A story has been grinding in my head for a long time about my father and his dementia. He ended up in the hospital again during the jacaranda time of 2020. It came with the gift of the purple season – the road from my house in Johannesburg through the jacarandas in Eerste Laan, past the German school, up with Loch over Jan Smuts, to be greeted again by the guard of honour of the jacarandas, and up in Sherborne and left to Donald Gordon Hospital.
It started with the first few purple flowers that brought promises. We entered the hospital stay when the trees were in full glory, and we exited when the flowers laid on the floor like a carpet of honour.
Three weeks of hospital visits, with a weekend break in between.
It was not Covid this time. That path we walked in June when he was admitted to the hospital with delirium and dehydration. This time it was different manifestations of Parkinson’s disease and frontotemporal dementia (FTD). Dehydration, infections (and then the delirium it causes), and the challenges that Covid visits brought to the care unit where he stayed were some of the main reasons he went to the hospital.
Degenerative, they say of FTD. A disease for which there are probably many adjectives. A condition that affects the frontal and temporal lobes.
He was only officially diagnosed with this at the beginning of this year, after which he went to the care unit shortly before the start of the pandemic. It is an early-onset dementia (60% of cases are between 45 and 60 years old). It is sometimes confused with a midlife crisis due to the personality change it causes. This means it is often misdiagnosed until the symptoms are without-a-doubt FTD.
A diagnosis of dementia with Lewy bodies in 2013 was probably the beginning. Who knows. It also does not really matter, because degenerative means after all, there is nothing one can really do other than to manage the symptoms. And keep on loving.
Those who are interested in the brain will know that the frontal lobe is in a sense responsible for being human. It controls your cognitive ability, your emotional expression, your problem solving, your memory, your language and your judgment. This is where the essence of your personality and your communication ability lies, say the smart ones.
And this is what dissapered. Piece by piece. On and off.
FTD makes people damn rude at times. There are difficult days when one hides for a fist or a curse. If you knew my father, you would not know whether to giggle or wonder in amazement at how thin the line between common sense and unhealthy mind actually is.

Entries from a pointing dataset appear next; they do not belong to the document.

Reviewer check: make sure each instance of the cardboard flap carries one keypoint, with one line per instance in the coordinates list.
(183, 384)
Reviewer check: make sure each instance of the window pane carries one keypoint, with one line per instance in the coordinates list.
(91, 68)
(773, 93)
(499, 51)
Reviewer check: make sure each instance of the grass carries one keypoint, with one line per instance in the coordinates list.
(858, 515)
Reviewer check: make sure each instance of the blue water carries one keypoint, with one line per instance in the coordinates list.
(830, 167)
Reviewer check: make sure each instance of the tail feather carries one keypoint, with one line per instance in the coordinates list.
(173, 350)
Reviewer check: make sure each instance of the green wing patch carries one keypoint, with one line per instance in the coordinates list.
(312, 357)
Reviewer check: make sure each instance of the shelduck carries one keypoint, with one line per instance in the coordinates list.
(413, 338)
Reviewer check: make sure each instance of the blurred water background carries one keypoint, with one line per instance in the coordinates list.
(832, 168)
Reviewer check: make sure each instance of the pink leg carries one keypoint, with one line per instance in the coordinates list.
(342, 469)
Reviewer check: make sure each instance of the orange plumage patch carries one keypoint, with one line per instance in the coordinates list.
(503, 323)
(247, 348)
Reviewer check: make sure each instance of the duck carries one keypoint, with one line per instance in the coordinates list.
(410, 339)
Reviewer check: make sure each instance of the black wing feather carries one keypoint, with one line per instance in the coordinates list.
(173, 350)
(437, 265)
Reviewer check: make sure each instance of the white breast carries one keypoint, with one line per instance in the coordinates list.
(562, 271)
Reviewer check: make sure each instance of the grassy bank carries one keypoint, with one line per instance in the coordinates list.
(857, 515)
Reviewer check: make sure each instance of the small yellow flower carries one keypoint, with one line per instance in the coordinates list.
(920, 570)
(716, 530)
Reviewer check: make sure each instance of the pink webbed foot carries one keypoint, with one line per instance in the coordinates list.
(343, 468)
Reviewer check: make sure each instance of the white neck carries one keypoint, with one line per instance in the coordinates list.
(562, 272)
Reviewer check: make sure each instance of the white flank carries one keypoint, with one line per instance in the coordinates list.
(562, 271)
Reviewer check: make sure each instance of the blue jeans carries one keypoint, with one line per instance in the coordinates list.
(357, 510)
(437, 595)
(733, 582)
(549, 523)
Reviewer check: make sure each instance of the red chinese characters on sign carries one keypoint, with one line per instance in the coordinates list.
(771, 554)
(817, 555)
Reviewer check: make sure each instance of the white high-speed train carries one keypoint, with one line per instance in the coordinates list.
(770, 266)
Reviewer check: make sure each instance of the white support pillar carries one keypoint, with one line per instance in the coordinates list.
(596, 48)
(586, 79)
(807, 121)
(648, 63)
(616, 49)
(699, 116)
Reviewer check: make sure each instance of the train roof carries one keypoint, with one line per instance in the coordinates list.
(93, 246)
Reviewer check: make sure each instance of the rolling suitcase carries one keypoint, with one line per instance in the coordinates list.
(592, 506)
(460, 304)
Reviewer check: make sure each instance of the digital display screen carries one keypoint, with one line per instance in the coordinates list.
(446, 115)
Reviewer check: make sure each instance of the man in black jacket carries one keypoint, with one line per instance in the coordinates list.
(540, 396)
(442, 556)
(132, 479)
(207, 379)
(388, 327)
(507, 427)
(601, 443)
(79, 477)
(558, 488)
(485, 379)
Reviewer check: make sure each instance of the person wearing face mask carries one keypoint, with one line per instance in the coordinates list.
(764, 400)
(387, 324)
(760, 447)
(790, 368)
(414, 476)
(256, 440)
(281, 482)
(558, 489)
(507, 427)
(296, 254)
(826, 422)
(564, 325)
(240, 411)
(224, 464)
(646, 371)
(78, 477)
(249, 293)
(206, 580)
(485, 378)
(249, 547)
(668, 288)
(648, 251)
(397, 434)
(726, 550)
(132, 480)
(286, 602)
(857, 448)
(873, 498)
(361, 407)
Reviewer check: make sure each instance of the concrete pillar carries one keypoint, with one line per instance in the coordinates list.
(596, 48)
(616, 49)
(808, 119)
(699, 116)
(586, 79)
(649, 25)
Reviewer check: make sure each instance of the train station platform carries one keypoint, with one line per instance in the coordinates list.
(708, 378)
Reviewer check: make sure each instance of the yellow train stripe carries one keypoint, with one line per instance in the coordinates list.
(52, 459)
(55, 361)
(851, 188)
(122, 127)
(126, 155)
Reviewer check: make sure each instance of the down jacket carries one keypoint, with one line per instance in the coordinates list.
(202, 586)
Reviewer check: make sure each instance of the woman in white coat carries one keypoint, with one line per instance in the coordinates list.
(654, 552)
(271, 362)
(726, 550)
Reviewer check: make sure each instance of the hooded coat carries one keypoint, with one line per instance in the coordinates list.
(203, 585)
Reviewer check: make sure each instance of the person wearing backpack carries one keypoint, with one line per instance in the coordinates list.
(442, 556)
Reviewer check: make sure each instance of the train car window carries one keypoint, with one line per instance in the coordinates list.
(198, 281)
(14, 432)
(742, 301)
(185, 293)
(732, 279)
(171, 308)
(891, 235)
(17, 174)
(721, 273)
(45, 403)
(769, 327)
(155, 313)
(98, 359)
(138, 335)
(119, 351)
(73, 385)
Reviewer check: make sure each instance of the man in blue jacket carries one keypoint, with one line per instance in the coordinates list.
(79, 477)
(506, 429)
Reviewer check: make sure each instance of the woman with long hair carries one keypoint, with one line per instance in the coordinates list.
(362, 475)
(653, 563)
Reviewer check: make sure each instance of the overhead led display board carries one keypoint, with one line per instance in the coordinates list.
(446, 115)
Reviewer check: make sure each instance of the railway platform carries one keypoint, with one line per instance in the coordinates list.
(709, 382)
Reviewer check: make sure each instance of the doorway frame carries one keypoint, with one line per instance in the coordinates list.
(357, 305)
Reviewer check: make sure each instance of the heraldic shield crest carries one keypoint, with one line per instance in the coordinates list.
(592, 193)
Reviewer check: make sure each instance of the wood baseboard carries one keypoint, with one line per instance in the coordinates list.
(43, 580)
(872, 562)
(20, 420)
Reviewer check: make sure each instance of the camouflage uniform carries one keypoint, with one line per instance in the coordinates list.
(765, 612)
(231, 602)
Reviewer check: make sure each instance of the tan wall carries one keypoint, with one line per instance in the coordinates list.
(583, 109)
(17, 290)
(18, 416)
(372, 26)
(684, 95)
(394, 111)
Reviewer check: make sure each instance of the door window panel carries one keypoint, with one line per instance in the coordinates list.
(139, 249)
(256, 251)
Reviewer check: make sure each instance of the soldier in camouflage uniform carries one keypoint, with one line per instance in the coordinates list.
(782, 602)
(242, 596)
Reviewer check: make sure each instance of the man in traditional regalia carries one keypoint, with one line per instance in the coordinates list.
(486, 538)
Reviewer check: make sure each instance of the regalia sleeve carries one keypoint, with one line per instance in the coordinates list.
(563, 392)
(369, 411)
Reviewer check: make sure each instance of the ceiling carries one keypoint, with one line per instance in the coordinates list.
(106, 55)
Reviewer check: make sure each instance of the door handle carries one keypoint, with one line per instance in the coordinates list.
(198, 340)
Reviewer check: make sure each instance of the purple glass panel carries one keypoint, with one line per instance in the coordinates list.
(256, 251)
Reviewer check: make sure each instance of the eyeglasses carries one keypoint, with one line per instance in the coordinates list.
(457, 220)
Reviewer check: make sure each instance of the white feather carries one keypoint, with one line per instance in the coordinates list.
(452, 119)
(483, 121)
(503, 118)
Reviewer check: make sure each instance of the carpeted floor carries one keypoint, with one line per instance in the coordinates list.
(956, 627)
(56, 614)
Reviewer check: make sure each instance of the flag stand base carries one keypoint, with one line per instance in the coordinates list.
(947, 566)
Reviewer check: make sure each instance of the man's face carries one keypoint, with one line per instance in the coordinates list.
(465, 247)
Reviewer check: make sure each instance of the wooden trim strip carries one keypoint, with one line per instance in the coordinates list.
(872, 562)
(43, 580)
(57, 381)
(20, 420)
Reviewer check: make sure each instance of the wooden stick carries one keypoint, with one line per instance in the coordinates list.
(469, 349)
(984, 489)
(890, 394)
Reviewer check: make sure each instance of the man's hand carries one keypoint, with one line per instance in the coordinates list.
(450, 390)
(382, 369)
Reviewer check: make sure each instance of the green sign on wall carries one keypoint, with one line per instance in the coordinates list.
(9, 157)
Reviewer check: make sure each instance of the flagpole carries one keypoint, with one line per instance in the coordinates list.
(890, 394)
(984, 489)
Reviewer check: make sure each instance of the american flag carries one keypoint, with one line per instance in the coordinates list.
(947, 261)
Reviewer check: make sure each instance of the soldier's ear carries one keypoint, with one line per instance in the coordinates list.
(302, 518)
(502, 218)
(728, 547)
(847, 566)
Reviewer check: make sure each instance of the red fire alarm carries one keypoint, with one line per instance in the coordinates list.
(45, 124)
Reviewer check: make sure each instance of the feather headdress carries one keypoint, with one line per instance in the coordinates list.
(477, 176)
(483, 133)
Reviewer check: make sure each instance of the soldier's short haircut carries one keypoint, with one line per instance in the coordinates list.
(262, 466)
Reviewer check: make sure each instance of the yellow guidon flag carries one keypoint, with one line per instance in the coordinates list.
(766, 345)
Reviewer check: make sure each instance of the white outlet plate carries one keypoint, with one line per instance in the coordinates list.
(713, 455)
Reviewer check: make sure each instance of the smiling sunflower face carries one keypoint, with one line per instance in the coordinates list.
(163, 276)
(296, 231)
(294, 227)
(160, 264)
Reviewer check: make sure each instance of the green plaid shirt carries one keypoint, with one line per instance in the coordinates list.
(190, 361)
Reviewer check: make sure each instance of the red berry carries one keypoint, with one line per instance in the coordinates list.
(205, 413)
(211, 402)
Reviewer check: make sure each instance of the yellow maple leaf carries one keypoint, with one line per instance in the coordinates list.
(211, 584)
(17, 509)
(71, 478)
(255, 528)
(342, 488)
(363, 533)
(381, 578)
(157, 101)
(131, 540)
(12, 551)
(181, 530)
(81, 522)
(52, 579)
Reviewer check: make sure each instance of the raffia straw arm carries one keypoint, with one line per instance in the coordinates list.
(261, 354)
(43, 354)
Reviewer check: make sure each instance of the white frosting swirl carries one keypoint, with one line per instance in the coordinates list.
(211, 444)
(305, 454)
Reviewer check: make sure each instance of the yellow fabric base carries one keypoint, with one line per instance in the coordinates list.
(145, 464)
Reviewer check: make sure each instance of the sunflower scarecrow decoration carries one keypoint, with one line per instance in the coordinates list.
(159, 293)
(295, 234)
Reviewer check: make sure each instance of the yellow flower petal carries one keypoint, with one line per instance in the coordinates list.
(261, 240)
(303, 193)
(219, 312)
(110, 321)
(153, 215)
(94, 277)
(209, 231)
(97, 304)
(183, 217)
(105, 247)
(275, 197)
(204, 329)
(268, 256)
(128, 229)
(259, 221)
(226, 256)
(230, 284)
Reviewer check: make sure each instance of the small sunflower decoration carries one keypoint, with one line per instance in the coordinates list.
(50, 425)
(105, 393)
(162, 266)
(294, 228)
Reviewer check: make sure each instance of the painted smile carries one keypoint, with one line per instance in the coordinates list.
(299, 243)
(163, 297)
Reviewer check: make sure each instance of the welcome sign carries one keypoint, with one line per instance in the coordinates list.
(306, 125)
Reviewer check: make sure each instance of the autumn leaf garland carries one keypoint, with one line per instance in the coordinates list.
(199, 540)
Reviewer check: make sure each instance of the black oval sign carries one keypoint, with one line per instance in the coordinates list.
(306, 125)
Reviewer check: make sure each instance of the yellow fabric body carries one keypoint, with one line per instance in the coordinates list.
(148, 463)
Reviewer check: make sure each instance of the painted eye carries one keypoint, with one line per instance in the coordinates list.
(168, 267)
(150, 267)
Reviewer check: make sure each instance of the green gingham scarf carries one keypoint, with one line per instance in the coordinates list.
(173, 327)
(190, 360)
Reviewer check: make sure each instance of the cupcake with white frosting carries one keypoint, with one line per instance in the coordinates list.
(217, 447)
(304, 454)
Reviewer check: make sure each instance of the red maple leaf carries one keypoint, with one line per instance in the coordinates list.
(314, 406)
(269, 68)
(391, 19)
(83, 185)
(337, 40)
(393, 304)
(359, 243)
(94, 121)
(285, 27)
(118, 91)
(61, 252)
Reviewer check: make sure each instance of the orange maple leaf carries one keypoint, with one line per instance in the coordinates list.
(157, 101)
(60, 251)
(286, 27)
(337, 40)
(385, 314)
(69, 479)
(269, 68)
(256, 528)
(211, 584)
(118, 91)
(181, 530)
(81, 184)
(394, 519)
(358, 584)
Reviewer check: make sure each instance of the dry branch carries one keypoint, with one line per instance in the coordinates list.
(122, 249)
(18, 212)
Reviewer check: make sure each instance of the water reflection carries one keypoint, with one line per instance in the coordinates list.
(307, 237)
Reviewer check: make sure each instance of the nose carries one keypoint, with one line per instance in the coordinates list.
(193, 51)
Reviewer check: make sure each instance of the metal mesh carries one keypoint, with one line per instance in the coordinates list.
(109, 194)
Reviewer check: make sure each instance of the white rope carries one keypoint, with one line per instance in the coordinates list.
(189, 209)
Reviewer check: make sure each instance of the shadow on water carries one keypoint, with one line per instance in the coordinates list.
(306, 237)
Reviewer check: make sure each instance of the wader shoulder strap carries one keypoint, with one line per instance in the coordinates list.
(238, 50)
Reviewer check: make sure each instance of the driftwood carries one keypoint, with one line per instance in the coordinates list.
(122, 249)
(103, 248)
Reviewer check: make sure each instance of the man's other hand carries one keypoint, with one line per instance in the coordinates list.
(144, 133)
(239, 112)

I accept that I can not be objective about my father. But I think most people who know him will be able to testify to his empathy, his language ability, his thinking. A human being with an incredibly sharp mind. The legal philosopher. The linguist. The human rights lover.
Seeing this disappear – piece by piece – is sometimes the cruellest thing that could happen. His brain, the brain that devised and produced a myriad of articles and books, is literally shrinking.
It naturally challenges one to think about what the essence of being human is. If all those things that have always defined you are no longer there, you do not cease to exist. It is an abomination to say “the person is no longer there”, because they are. One is more than the sum total, and the absence, of the characteristics you are known for.
This is ] something I think about a lot these days.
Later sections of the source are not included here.